Healthwise: Breast Cancer MRI Exams

By: Stephanie Satchell Email
By: Stephanie Satchell Email

March 31, 2010

The MRI machine at Martha Jefferson Hospital is no longer only used to screen knees, backs and arms. Radiologist Dr. John Ciambotti says it's now one of the newest and most effective ways to detect breast cancer.

Unlike mammography, a breast MRI does not use radiation. It also allows a radiologist to see much more than they would in a routine mammogram.

"Statistics have shown that when looking for breast cancer, mammography will find about 6 or 8 out of 10 breast cancers. Breast MRI, however, will see about 10 out of 10 breast cancers. So, breast MRI is a much more sensitive test for finding breast cancer than mammography," said Dr. Ciambotti.
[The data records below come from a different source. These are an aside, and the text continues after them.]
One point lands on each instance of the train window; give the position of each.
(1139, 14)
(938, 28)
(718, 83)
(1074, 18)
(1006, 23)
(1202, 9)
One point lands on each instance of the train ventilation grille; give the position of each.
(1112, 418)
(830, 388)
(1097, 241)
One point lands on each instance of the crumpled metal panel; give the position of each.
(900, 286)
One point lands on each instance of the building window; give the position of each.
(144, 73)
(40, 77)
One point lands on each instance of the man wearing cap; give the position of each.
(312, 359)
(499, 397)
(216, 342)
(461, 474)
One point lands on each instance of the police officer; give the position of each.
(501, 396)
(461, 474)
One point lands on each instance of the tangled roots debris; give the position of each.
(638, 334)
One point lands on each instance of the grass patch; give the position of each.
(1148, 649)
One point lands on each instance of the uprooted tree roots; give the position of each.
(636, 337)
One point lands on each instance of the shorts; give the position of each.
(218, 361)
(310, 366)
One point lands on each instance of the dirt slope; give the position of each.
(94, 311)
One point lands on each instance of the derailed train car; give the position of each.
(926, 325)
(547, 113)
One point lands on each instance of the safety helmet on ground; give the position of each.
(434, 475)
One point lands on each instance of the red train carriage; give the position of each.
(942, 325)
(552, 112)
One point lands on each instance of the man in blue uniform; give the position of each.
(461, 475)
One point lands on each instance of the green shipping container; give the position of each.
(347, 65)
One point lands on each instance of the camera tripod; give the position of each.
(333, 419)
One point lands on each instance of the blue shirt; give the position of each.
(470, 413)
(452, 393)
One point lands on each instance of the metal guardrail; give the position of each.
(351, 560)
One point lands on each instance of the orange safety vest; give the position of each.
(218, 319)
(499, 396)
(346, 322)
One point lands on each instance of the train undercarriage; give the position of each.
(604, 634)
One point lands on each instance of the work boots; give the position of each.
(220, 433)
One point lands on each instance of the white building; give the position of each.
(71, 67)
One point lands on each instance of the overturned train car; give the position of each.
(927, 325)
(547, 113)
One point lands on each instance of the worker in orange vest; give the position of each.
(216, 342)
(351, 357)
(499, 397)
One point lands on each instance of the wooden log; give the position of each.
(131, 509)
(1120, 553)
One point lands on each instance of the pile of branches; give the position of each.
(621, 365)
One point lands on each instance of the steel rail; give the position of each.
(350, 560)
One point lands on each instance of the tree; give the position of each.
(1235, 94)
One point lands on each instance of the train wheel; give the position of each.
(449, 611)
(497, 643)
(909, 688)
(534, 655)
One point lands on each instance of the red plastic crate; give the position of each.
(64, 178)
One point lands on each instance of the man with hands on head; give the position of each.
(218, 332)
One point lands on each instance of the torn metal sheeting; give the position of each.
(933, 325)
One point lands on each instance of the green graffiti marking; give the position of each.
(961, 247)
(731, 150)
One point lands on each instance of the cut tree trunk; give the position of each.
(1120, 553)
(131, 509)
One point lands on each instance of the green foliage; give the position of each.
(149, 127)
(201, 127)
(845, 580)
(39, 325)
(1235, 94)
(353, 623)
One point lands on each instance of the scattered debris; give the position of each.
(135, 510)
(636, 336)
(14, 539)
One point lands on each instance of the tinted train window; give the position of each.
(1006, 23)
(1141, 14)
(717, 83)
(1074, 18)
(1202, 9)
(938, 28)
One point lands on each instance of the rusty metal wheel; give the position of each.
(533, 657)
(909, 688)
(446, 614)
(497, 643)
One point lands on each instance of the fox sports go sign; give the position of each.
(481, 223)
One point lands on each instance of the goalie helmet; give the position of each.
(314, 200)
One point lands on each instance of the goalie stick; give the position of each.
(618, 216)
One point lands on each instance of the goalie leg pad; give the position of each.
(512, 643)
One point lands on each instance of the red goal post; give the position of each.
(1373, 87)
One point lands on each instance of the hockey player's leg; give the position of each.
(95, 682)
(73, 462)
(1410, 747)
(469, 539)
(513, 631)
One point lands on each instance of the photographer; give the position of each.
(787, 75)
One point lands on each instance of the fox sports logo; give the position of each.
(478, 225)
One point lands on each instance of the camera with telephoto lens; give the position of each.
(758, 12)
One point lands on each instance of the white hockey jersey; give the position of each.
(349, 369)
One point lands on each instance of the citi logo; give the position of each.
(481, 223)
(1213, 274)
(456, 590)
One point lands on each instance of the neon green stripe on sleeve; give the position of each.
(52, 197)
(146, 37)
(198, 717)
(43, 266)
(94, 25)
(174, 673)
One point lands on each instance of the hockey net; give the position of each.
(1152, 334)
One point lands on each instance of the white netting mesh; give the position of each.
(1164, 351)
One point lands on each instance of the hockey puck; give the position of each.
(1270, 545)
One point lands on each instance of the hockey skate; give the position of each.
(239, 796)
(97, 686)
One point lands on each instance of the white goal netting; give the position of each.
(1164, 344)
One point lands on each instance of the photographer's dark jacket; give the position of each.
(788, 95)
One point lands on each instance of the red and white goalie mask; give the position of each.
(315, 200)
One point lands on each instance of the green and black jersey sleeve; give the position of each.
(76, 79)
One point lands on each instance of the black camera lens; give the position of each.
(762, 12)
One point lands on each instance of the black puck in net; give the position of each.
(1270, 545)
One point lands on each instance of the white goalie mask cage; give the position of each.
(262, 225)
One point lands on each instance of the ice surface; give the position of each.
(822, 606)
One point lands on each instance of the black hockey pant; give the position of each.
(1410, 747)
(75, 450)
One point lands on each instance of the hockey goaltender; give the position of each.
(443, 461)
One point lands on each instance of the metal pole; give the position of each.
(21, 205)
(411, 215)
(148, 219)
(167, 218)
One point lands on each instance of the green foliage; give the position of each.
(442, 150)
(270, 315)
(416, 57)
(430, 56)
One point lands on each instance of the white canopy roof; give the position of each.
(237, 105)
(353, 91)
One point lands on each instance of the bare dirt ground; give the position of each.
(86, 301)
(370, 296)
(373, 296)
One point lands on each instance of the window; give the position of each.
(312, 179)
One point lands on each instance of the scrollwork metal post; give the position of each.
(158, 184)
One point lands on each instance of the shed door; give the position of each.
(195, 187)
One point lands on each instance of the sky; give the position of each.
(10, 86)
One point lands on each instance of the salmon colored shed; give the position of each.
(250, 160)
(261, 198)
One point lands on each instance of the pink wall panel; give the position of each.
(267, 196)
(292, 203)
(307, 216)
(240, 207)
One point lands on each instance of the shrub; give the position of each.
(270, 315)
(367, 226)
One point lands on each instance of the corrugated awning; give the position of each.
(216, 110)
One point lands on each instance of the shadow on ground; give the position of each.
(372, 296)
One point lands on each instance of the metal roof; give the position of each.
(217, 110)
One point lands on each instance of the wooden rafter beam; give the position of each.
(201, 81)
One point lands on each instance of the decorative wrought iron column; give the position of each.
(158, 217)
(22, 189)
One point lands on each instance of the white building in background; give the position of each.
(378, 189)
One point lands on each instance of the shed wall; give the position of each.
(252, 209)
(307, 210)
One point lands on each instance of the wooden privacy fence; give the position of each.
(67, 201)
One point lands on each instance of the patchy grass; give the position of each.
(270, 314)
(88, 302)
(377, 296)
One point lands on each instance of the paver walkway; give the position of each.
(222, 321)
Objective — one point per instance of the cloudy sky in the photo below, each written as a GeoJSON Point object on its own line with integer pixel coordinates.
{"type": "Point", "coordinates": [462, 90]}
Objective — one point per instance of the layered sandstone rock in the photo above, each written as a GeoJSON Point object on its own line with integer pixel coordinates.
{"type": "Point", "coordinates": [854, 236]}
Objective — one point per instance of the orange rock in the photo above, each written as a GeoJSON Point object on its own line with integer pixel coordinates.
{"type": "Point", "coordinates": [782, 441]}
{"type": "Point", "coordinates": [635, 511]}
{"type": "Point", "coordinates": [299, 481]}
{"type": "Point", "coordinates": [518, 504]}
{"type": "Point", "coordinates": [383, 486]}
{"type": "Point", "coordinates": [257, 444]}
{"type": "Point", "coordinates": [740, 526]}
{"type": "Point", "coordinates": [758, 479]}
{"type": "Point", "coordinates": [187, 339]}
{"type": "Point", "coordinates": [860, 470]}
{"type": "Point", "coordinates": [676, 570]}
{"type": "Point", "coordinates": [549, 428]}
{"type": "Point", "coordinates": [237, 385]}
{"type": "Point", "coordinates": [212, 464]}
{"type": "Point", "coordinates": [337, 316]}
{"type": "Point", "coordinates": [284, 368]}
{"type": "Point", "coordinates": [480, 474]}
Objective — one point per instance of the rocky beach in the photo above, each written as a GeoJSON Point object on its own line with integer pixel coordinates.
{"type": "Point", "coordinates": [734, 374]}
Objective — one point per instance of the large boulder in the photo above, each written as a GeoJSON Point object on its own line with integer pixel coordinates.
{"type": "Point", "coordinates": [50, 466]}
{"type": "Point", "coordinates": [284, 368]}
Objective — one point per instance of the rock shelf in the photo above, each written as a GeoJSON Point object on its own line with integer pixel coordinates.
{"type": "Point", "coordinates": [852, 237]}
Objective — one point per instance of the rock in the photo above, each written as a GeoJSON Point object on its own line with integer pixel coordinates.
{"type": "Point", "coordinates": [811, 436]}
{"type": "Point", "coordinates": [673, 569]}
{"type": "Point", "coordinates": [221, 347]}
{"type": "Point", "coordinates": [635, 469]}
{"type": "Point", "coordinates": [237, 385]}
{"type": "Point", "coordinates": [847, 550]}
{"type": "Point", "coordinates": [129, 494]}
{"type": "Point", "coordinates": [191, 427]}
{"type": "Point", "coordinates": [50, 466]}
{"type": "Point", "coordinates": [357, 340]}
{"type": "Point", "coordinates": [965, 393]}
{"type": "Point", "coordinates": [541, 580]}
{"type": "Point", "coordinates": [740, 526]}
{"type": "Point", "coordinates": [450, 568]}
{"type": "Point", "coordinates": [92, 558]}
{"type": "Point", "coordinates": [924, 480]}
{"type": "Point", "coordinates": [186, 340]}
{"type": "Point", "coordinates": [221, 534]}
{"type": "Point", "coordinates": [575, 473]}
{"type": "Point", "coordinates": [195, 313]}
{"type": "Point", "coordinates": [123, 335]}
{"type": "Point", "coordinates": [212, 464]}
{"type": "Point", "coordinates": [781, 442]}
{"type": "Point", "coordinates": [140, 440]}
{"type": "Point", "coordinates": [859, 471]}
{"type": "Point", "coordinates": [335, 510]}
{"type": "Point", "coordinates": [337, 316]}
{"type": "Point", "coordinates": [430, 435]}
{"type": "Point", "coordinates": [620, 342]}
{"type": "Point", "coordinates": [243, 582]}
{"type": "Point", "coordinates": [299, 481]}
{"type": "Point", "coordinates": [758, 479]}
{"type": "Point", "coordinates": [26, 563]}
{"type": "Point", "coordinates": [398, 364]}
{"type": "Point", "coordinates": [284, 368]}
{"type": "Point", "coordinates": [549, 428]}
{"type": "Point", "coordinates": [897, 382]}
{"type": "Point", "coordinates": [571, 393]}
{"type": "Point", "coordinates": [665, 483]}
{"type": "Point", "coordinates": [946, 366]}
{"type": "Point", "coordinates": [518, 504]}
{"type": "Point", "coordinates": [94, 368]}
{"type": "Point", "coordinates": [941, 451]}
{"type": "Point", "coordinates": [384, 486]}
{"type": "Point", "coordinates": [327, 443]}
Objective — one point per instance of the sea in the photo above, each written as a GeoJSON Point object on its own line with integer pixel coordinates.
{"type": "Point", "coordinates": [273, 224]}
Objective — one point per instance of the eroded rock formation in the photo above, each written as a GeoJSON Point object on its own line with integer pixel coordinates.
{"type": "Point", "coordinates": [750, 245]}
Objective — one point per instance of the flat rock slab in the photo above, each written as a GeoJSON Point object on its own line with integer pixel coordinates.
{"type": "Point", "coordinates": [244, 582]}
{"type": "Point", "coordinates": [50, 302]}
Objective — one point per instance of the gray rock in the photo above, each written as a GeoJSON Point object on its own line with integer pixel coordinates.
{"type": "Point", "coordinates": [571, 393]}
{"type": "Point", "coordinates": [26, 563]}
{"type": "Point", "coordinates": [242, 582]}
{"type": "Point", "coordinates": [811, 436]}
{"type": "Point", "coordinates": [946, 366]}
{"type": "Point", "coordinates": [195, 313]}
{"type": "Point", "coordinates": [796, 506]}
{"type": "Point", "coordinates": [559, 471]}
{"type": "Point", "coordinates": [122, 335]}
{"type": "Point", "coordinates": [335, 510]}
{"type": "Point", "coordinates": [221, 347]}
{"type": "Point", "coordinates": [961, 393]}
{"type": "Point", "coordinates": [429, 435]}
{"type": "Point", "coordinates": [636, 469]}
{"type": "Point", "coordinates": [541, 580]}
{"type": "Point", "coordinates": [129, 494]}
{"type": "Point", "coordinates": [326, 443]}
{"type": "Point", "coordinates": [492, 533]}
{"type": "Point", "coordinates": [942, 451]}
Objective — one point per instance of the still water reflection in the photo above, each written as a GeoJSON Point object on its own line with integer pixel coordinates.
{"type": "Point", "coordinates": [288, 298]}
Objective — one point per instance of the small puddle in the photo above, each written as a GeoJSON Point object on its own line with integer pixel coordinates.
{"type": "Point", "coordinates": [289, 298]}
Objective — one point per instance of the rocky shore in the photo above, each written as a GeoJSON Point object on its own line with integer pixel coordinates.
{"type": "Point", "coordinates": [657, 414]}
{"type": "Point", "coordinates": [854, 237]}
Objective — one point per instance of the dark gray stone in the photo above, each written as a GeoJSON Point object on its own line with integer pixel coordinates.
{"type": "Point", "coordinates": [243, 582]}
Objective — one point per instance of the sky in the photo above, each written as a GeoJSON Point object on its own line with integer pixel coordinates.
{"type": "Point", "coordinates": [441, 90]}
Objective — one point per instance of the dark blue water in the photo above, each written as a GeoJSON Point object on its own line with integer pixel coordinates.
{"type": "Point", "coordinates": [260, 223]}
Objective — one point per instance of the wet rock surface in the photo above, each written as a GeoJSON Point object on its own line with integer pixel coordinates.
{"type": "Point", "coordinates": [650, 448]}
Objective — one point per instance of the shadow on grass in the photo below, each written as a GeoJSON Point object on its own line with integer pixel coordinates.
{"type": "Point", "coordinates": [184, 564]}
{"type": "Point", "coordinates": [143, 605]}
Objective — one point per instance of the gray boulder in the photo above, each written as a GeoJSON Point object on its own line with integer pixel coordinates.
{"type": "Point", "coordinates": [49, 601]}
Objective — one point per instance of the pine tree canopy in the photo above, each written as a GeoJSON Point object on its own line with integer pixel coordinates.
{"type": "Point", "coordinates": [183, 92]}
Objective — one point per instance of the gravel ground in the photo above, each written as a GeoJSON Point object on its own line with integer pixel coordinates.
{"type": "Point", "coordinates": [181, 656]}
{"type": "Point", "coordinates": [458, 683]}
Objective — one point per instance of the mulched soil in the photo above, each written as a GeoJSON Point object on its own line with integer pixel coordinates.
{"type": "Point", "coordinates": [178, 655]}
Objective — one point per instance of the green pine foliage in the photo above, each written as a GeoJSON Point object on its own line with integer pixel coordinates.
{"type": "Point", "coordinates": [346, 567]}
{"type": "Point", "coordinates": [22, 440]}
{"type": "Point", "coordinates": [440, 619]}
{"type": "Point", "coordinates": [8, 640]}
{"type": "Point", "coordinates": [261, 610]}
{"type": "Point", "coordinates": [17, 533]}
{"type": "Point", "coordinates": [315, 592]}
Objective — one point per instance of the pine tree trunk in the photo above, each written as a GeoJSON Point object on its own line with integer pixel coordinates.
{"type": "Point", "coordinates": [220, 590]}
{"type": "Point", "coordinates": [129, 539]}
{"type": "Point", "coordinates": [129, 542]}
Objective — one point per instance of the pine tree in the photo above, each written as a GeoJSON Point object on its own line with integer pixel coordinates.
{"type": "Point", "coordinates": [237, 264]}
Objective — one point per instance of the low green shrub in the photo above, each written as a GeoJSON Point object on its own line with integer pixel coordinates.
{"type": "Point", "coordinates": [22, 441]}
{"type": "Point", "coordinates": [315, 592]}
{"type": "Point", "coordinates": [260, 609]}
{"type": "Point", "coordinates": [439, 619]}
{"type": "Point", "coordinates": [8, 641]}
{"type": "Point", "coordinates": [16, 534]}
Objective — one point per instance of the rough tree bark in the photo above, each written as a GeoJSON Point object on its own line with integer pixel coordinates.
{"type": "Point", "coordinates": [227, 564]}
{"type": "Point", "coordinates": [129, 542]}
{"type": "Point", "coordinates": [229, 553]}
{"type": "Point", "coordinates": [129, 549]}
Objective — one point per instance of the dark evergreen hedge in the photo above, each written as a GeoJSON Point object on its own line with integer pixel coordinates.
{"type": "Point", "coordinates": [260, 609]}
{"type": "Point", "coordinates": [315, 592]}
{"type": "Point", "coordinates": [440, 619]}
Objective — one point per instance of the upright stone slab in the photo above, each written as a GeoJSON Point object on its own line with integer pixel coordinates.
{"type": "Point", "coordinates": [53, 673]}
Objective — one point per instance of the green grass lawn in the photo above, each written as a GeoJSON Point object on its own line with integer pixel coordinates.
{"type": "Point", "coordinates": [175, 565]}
Although, Dr. Ciambotti says women shouldn't rush off and cancel their mammography appointment, because these high-tech MRI screenings are not for everyone. He only recommends certain patients schedule a breast MRI.

"Some of the most common indications that we do breast MRI are for patients who have a high risk of getting a breast cancer, or if you have a family history of breast cancer. Also, if you have a genetic deformity such as the "brca" gene which increases your risk of breast cancer," said Dr. Ciambotti.

There are also other factors to think about when it comes to getting a breast MRI. The image is more expensive than a mammogram, and because the patient is enclosed during an MRI, it may be difficult for women who are claustrophobic.

While this new technology may help detect breast cancer and save lives in high risk women, Dr. Ciambotti says the MRI is not an alternative to getting a mammogram. For the best results, he encourages high risk patients to continue getting an annual mammogram.

Martha Jefferson started performing breast MRI exams a few years ago, and radiologists say they see anywhere from 800 to 1,000 patients during an average year.